Dating sites in wales uk genealogy
This event probably suggests that they have been conquered or otherwise subjugated by the Iclingas (see the introduction for Mercia, below, for a detailed examination of this group).
The name Tamworth derives from 'Tame' and 'worig', which seems to mean an enclosed space (according to Bosworth and Toller).
This would have generated 'little me', or perhaps 'little Ic', referring to the Iceni - a lesser or junior version of the once great tribe.
Was there an unrecorded early Mercian king (sub-king? (Additional information by Edward Dawson and Dave Hayward, from The Oxford History of England: The English Settlements, J N L Meyers, from The Oxford History of England: Anglo-Saxon England, Sir Frank Stenton, from Mercian Studies, Ann Dornier (Ed), Leicester University Press 1977, and from External Link: Bosworth and Toller's Anglo-Saxon Dictionary.) As the former territory of the Iceni is the first arrival point for many Angles arriving in Britain at this time, it seems reasonable to assume that the Iclingas have also followed this route (the Wash being the other main entry point in this region).
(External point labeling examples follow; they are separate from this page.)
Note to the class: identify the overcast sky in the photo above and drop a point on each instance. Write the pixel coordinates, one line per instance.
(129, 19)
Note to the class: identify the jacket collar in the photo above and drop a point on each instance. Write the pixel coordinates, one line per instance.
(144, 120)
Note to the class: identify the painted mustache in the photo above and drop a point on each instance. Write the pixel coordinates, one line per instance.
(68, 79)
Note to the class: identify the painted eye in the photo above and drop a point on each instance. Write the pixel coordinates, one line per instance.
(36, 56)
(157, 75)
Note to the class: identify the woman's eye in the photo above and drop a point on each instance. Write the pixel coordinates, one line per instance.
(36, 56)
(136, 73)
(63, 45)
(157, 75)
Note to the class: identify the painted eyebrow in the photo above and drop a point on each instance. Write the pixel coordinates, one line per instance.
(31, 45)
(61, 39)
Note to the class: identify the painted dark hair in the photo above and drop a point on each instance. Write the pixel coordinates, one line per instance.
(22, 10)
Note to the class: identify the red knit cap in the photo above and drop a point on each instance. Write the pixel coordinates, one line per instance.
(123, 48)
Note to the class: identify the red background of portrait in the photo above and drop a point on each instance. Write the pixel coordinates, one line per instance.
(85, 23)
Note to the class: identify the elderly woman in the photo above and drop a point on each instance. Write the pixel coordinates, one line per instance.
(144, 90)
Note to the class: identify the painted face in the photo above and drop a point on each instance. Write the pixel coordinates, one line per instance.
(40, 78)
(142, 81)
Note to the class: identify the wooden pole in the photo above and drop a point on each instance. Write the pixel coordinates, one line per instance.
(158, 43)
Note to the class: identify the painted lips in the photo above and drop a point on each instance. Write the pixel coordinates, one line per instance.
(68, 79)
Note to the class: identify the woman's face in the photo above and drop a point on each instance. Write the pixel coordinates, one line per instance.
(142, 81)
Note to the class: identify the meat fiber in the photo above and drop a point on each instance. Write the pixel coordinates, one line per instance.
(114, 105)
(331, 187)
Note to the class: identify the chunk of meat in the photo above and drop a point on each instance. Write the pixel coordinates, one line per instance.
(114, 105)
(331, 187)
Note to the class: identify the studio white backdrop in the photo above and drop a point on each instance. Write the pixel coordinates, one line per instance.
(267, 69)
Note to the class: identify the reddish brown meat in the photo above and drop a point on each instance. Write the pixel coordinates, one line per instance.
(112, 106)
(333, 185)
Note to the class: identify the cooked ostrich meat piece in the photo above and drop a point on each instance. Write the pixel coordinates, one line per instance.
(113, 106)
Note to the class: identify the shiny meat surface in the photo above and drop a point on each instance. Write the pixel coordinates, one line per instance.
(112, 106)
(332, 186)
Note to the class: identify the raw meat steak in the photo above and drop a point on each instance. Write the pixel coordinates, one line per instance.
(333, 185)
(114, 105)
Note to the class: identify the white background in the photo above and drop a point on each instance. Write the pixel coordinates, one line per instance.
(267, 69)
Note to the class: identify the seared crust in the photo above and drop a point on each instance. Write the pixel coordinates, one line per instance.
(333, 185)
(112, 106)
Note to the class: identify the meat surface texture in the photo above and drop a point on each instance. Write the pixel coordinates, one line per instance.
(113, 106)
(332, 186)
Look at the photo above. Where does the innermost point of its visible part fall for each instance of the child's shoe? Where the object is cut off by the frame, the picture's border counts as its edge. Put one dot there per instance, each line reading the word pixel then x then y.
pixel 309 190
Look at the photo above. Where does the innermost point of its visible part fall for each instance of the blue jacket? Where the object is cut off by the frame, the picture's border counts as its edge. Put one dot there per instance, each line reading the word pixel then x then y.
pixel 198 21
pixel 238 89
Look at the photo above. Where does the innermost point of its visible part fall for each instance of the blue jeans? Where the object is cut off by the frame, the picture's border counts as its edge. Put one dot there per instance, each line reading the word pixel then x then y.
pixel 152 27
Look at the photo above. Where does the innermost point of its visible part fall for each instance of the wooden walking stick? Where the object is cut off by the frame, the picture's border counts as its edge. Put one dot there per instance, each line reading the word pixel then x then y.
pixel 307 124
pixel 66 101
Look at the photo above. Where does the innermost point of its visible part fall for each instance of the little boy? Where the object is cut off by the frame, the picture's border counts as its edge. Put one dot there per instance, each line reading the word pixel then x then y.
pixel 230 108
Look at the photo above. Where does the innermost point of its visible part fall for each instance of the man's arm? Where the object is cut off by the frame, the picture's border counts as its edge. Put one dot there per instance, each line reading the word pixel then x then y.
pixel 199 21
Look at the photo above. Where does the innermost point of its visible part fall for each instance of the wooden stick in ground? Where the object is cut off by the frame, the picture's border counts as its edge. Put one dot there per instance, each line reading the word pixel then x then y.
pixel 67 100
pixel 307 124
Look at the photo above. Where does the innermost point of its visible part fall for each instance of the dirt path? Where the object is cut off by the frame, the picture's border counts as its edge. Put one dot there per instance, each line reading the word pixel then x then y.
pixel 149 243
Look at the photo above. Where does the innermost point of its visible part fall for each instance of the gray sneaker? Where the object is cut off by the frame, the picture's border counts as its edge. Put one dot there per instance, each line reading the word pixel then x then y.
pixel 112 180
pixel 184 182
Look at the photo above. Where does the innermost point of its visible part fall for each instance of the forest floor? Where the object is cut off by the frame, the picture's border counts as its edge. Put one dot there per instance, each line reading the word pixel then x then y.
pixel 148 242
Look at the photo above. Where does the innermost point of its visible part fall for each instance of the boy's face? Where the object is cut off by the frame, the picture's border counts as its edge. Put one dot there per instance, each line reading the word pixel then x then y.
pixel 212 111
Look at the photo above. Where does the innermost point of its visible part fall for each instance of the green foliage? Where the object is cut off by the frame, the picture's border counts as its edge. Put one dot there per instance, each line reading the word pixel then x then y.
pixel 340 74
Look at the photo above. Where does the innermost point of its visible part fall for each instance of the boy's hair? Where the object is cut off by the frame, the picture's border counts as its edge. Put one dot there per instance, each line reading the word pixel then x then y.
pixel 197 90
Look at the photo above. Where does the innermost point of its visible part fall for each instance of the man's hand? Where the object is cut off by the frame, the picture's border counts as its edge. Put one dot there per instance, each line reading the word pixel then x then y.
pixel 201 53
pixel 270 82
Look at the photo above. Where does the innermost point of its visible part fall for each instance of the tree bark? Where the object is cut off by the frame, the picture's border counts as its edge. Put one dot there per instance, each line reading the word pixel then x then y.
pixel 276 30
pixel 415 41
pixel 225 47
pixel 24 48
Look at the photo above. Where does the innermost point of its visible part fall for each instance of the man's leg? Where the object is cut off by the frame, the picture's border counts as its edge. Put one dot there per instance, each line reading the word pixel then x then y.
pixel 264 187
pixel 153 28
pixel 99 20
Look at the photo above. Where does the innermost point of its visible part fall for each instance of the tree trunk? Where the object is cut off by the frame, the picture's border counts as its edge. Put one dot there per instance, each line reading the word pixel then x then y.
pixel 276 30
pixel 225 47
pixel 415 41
Does it reach as far as Watling Street and also feed the creation of the Ciltern Saetan in Northamptonshire?
Initially, of course, the Iclingas would be seen as nothing other than one more group of Middil Engle, one that decides not to head southwards from the Midlands, through the Vale of Aylesbury, to become Ciltern Saetan.
The territory in the East Midlands into which the Iclingas settle is varied, and not entirely attractive.
If the meaning was the same as for the Iceni themselves then Iclingas could mean something like 'travel people' - very apt.
The result of this examination is that the Iclingas quite possibly formed in East Anglia but were then pushed westwards for whatever reason, perhaps by the subsequent rulers of the region.
The 'i' at the end of the name is likely to be a Roman addition onto 'Icen', but Icen is already a plural form with the suffix '-en', which leaves the root name of that British tribe as either Ic or Ice.
Sticking to the simplest possibility suggests 'ic' ('ich').